Bernie is a very close friend of mine from Mexico. Bernie left Mexico for the first time to study at USC. He loves to talk about his culture, and speaks with a thick Mexican accent.
Performance: “The story, it is a superstitious story. It is about a woman who has three kids. All of the kids are women. The story is, is that she treated really really bad her children and they all left her. And the story goes that they left to a lake that is really close to the house. So, it says that during night she will find her kinds…she…they….she finally finds them drowned. And the story is that my mom will tell me that you gotta behave but at the same time the mom has got to be right. So every night she will go to that river and cry. So whenever, that was the way she would scare us or make us go to bed, because if we don’t go to bed that woman will cry and come get us. So the story is that you gotta do as you’re told, but at the same time, you gotta stay with your mother, because if you don’t go to bed she’s gonna come back looking for her children.”

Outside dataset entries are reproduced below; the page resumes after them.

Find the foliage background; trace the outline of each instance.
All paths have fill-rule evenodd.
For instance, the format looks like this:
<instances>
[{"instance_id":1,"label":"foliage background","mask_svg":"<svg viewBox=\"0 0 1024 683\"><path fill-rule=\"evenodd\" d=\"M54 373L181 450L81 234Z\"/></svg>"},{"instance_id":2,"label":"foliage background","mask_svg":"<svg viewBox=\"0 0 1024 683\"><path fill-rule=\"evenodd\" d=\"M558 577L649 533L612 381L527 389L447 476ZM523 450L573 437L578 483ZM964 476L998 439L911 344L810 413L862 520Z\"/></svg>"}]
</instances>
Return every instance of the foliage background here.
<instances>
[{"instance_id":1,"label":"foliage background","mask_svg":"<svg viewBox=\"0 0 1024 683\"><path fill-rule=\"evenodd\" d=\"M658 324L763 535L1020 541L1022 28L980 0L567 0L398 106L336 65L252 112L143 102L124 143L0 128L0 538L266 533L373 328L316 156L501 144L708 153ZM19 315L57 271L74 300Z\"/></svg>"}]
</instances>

Does she have a name? The woman?
“Yes. La Llarona.”
Response: This is a story that I had heard before and that we had discussed in my Forms of Folklore class at USC. However, Bernie’s examples differ from the ones I had heard. I had always heard that la llarona in fact drowned her own children and then mourns their deaths, not that they drowned because they disobeyed their mother. The story, like the other versions I had heard, was made in order to scare children into obeying their parents. Another variation I had never heard was that all three of her children were girls. Im not sure what this adds to the story but it is an interesting detail.